How Silent Eight’s Martin Markiewicz Keeps You Safe

When Martin Markiewicz co-founded Singapore-based Silent Eight in 2013 to fight financial crime, he wanted to leverage nascent Artificial Intelligence to help him along the way—but not everyone understood. His parents, for instance, couldn’t grasp what he was up to. Now, he says, they get it.

“After AI went mainstream, suddenly, it’s not a mystery anymore,” he said in a 2023 interview. “Back in the day, when I was meeting with investors and people from banks—our actual customers, who are anti-money laundering specialists but not necessarily someone who understands AI—I was looking for the easiest way to get through those first conversations.”

Back then, he would simply list the mainstream companies with which he was working, including HSBC, First Abu Dhabi Bank, and Standard Chartered, and hope the corporate name-dropping did the trick. Now that AI is everywhere, the problem is no longer describing the concept: it’s describing how Silent Eight’s use of AI differs from large language models (LLMs) like ChatGPT.
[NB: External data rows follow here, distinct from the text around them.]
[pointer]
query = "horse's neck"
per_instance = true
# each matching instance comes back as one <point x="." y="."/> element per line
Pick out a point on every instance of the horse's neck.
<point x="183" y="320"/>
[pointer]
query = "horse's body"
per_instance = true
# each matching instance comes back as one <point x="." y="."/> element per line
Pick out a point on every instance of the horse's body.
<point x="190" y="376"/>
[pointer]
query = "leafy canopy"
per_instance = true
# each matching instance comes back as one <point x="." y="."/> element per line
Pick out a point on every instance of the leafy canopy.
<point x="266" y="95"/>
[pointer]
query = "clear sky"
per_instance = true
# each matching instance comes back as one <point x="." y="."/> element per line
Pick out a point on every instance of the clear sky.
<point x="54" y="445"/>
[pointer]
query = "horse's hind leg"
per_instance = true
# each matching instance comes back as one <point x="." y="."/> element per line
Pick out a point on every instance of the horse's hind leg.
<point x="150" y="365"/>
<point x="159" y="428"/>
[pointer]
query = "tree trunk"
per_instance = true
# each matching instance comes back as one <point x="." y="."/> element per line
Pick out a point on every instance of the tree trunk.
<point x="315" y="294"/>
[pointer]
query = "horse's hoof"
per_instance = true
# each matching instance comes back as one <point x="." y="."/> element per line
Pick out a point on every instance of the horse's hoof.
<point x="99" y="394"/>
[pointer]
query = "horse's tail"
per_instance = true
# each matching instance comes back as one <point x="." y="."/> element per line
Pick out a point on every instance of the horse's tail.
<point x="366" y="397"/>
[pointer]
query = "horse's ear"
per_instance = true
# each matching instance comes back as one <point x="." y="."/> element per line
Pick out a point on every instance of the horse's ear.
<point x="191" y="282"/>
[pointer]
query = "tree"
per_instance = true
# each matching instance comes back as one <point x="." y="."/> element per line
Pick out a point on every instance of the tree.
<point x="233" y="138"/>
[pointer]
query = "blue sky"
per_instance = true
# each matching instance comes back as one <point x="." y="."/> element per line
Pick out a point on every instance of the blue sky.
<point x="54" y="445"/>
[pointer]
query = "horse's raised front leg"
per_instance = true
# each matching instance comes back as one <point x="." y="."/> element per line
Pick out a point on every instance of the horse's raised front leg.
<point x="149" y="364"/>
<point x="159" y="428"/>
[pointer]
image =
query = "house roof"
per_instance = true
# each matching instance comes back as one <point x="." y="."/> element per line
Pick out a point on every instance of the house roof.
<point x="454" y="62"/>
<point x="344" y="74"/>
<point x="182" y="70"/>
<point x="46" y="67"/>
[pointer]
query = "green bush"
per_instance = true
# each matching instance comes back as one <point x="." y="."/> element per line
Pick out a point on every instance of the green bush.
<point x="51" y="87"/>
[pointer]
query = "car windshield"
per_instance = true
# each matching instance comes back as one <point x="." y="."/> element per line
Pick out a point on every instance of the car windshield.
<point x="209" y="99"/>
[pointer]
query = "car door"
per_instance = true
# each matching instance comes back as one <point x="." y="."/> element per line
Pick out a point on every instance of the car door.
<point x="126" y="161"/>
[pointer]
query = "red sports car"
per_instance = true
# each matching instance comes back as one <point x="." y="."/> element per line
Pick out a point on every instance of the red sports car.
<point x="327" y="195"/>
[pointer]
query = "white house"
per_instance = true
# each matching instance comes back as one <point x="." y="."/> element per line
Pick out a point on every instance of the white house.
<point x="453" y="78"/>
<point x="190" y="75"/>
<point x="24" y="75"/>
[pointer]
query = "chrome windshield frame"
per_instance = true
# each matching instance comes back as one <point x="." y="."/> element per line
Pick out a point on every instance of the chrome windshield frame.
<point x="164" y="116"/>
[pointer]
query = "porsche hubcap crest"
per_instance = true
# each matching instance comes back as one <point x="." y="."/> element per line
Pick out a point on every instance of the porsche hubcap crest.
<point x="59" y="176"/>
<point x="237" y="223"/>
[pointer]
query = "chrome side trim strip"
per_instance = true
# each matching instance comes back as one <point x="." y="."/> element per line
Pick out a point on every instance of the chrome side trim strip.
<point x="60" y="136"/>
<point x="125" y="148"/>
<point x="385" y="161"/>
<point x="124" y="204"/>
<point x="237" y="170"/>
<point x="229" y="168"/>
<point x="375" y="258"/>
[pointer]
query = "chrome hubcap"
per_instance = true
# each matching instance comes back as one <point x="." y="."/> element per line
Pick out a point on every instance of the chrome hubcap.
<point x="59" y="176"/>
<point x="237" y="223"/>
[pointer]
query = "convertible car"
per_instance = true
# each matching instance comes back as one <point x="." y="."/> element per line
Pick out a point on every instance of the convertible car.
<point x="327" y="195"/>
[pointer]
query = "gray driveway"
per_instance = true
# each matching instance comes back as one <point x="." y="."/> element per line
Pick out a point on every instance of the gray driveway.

Like ChatGPT, Silent Eight’s software is based on generative AI, but isn’t trained on an LLM. Instead, it’s trained on smaller, task-specific models that get to the core of the company’s mission, like tracking the translations of names across different languages. Rather than casting the widest net possible, Silent Eight is laser-focused on the discrete pain points of cybercrime.

It’s the culmination of more than two decades of fintech work for Markiewicz, the “builder at heart” whose first startup was Poland-based konsultant.it, a custom-built IT solutions company for small-to-medium-sized businesses that he ran for five years. In 2009, he founded Sevenflow Investments to revolutionize the technology for hydropower plants, leading the company to become the dominant player in the Polish market and expand into Romania. 

But it’s at Silent Eight where Markiewicz is making his most lasting mark, having been at the forefront of AI for a dozen years now and counting. He has spoken of the company being IPO-ready by the end of this year, but regardless of who ultimately owns Silent Eight, it exists in Markiewicz’s vision. The man whose favorite book is Ray Kurzweil’s fundamental tech tome, How to Create a Mind, is now and forever trying to figure out how things work. It’s just what he does.

“Natural language, computer vision—these were all problems to crack,” he said. “And this is the technology to crack them. This is why we study this technology. This is why we invent new stuff.”